Ce qui, personnellement, m’importe est ce qui, de la peinture, se montre dans l’expérience à laquelle nous convie cette singulière exposition. Chaque tableau, présenté avec d’autres de la même série, est exposé à côté de sa trace numérique. Traces, plutôt qu’images. Traces comme des pas dans la neige. Empreintes. Empreinte sous le poids de la chose qui la trace. Plus l’original est riche de matière picturale, plus l’empreinte s’étale ; à l’inverse quand le tableau est fait de couches légères et fluides, l’image agrandie en dévoile les subtils replis, les profondeurs. De quoi ces traces ? L’oeil enquête. D’une grande image revient au petit tableau, puis de là retourne à sa trace.
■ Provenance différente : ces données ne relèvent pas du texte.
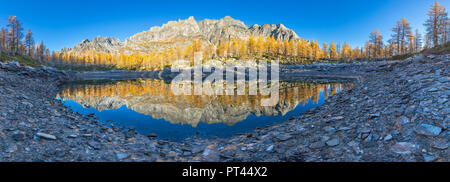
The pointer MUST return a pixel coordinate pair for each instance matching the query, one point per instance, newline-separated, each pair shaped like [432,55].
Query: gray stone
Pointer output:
[388,137]
[442,145]
[428,130]
[403,148]
[270,148]
[121,155]
[428,158]
[283,137]
[46,136]
[317,145]
[333,142]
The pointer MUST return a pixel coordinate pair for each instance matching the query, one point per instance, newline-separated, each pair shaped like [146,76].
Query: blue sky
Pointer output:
[64,23]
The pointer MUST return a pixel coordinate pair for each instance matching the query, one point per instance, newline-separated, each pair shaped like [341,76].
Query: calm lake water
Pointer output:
[150,107]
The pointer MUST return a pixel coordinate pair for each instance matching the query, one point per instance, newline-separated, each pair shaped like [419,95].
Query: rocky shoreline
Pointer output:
[398,111]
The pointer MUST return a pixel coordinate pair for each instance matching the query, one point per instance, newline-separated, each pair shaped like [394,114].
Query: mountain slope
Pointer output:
[181,33]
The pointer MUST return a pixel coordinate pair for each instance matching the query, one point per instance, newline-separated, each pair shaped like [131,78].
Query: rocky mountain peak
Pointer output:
[181,33]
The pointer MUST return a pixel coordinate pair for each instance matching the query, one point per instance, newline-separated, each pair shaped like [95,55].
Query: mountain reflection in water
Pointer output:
[150,106]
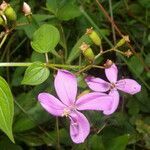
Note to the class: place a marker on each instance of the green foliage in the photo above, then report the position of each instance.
(57, 27)
(6, 109)
(61, 8)
(75, 52)
(45, 39)
(35, 74)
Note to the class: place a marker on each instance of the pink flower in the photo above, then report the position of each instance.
(126, 85)
(66, 89)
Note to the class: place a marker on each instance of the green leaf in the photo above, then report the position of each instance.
(6, 109)
(95, 143)
(75, 52)
(45, 38)
(52, 6)
(68, 7)
(35, 74)
(61, 8)
(6, 144)
(118, 143)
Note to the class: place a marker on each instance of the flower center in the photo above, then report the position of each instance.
(112, 85)
(68, 110)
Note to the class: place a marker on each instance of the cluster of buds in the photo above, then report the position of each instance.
(128, 53)
(94, 36)
(26, 9)
(6, 13)
(86, 49)
(87, 52)
(122, 41)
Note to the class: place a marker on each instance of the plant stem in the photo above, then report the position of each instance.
(3, 40)
(58, 136)
(26, 64)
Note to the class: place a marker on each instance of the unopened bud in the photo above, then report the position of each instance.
(108, 63)
(128, 53)
(2, 22)
(3, 6)
(8, 11)
(87, 52)
(122, 41)
(26, 9)
(94, 36)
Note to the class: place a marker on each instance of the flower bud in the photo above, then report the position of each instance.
(3, 6)
(2, 22)
(26, 9)
(10, 13)
(128, 53)
(87, 52)
(94, 36)
(108, 63)
(122, 41)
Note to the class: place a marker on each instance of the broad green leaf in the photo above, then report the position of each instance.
(6, 144)
(45, 38)
(52, 6)
(35, 74)
(37, 57)
(75, 52)
(6, 109)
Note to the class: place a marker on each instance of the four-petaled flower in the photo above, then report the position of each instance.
(66, 89)
(126, 85)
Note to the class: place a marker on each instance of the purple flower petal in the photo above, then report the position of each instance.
(112, 73)
(94, 101)
(51, 104)
(97, 84)
(129, 86)
(79, 127)
(115, 95)
(66, 86)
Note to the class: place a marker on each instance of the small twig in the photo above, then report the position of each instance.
(119, 32)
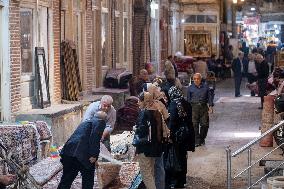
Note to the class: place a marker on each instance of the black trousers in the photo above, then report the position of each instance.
(178, 179)
(238, 81)
(71, 167)
(200, 119)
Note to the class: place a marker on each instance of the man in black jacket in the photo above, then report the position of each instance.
(239, 67)
(262, 69)
(81, 152)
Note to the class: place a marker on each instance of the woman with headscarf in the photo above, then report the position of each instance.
(180, 121)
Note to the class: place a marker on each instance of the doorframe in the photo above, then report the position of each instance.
(5, 64)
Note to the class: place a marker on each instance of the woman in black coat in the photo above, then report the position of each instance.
(182, 135)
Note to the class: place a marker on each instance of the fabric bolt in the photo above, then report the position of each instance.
(147, 170)
(71, 75)
(22, 141)
(43, 130)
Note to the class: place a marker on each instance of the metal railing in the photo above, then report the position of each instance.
(247, 147)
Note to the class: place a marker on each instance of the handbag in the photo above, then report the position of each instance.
(181, 135)
(171, 159)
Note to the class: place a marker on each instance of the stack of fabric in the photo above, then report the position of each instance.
(22, 141)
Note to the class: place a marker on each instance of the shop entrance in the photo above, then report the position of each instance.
(1, 62)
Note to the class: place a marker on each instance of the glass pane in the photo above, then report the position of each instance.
(200, 18)
(125, 40)
(104, 37)
(104, 3)
(211, 18)
(190, 19)
(117, 39)
(26, 40)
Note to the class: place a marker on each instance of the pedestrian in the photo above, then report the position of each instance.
(262, 69)
(200, 66)
(136, 84)
(180, 120)
(81, 151)
(201, 99)
(105, 105)
(6, 180)
(252, 73)
(148, 140)
(239, 67)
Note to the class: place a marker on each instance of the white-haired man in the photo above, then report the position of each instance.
(105, 104)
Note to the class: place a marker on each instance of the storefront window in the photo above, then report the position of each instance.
(104, 41)
(26, 20)
(117, 22)
(125, 28)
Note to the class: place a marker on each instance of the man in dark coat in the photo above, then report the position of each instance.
(262, 69)
(81, 152)
(201, 99)
(239, 67)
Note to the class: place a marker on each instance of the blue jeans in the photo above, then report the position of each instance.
(159, 173)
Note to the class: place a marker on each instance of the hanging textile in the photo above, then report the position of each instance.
(70, 76)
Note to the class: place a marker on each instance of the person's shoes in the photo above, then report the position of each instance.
(179, 186)
(197, 144)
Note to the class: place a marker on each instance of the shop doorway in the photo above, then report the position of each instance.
(1, 63)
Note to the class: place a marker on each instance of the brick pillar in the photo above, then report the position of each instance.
(141, 45)
(15, 57)
(56, 48)
(89, 58)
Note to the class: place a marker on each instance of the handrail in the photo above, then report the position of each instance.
(248, 145)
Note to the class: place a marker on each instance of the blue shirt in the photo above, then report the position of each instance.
(201, 94)
(94, 107)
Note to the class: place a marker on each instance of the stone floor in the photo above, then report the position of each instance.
(234, 123)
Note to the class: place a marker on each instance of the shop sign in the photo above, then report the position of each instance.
(251, 20)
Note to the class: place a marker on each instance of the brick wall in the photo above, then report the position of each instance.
(89, 58)
(141, 45)
(56, 46)
(15, 57)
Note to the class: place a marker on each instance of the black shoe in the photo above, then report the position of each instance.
(197, 144)
(179, 186)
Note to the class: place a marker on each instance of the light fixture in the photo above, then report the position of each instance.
(275, 26)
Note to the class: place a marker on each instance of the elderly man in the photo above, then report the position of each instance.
(201, 99)
(239, 67)
(136, 84)
(105, 105)
(262, 69)
(81, 152)
(6, 180)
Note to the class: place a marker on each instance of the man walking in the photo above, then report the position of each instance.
(105, 105)
(201, 99)
(81, 152)
(239, 67)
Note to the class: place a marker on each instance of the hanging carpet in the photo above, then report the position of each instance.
(70, 76)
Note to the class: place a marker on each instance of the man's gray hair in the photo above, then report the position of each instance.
(107, 99)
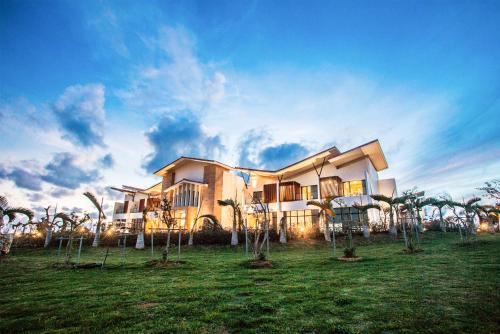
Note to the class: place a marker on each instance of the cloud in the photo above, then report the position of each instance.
(275, 157)
(35, 197)
(178, 134)
(22, 178)
(106, 161)
(62, 171)
(61, 192)
(177, 80)
(80, 114)
(256, 151)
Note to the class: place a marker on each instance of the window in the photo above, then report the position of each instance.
(301, 218)
(309, 192)
(347, 214)
(257, 196)
(354, 188)
(270, 193)
(330, 186)
(289, 191)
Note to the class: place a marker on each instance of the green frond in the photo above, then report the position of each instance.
(212, 219)
(11, 212)
(382, 198)
(3, 202)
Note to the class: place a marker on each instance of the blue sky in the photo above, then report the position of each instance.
(102, 93)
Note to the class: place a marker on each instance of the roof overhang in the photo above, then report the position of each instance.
(295, 168)
(183, 160)
(372, 151)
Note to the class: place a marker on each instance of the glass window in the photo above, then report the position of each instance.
(257, 196)
(354, 188)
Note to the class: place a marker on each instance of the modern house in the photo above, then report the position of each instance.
(195, 185)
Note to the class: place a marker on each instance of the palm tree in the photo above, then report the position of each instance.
(392, 203)
(101, 215)
(326, 209)
(167, 218)
(235, 206)
(11, 212)
(440, 204)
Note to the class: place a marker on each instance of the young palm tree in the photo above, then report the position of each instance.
(49, 225)
(392, 203)
(101, 215)
(235, 206)
(11, 212)
(167, 218)
(326, 209)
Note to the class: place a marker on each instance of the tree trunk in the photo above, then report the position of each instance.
(441, 220)
(283, 231)
(392, 227)
(167, 247)
(234, 233)
(326, 230)
(191, 238)
(5, 243)
(97, 238)
(139, 244)
(48, 237)
(366, 231)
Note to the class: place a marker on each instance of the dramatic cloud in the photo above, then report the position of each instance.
(62, 171)
(178, 134)
(80, 114)
(22, 178)
(61, 192)
(35, 197)
(177, 80)
(275, 157)
(106, 161)
(255, 150)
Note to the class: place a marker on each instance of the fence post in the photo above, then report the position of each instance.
(59, 249)
(79, 250)
(152, 241)
(179, 246)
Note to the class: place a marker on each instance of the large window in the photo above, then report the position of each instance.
(354, 188)
(348, 214)
(309, 192)
(289, 191)
(257, 196)
(301, 218)
(330, 186)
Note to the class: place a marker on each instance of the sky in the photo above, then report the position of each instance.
(96, 94)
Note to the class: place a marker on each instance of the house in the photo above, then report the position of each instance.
(195, 185)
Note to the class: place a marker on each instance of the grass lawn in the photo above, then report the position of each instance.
(445, 289)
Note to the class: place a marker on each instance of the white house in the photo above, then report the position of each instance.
(195, 185)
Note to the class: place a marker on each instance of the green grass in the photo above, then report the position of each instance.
(445, 289)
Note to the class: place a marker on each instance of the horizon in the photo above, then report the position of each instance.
(94, 95)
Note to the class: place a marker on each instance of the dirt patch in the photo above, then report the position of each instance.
(145, 305)
(77, 266)
(350, 259)
(165, 264)
(258, 264)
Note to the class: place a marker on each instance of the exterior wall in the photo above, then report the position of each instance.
(213, 176)
(387, 187)
(232, 188)
(191, 171)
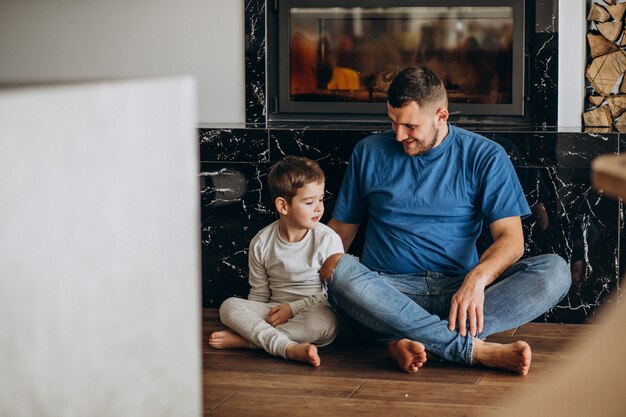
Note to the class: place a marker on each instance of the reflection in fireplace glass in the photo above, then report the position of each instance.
(352, 54)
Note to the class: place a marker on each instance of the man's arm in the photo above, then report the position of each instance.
(346, 231)
(506, 249)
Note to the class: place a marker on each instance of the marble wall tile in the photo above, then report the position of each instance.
(240, 145)
(255, 61)
(234, 207)
(329, 146)
(555, 149)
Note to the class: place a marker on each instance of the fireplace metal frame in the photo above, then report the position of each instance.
(281, 108)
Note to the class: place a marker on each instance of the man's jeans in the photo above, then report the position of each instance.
(416, 306)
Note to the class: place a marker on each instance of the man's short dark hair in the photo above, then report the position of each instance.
(291, 173)
(417, 84)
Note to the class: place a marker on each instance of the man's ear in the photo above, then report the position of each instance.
(281, 205)
(441, 115)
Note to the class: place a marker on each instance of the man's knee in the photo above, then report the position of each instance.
(558, 277)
Isole un détail et le cherche sur la petite peinture. L’agrandissement révèle  ce que l’on ne voit pas immédiatement, n’aurait peut-être pas vu sans ce détour, la matière, le tracé dans son surgissement. L’image numérique montre ici un visage, là un couple enlacé, ailleurs un microcosme que le trait de pinceau initial recelait. Le va et vient d’un détail minuscule à sa trace serait un jeu sans fin si ne s’imposait qu’il y a là deux choses, deux êtres, la peinture et sa trace. Et que chacun existe par lui-même. L’œil se promène dans les grandes images. Comme une caméra, introduit le mouvement. C’est le tableau entier qui se montre tel qu’on ne l’avait jamais vu. Autre et le même pourtant.  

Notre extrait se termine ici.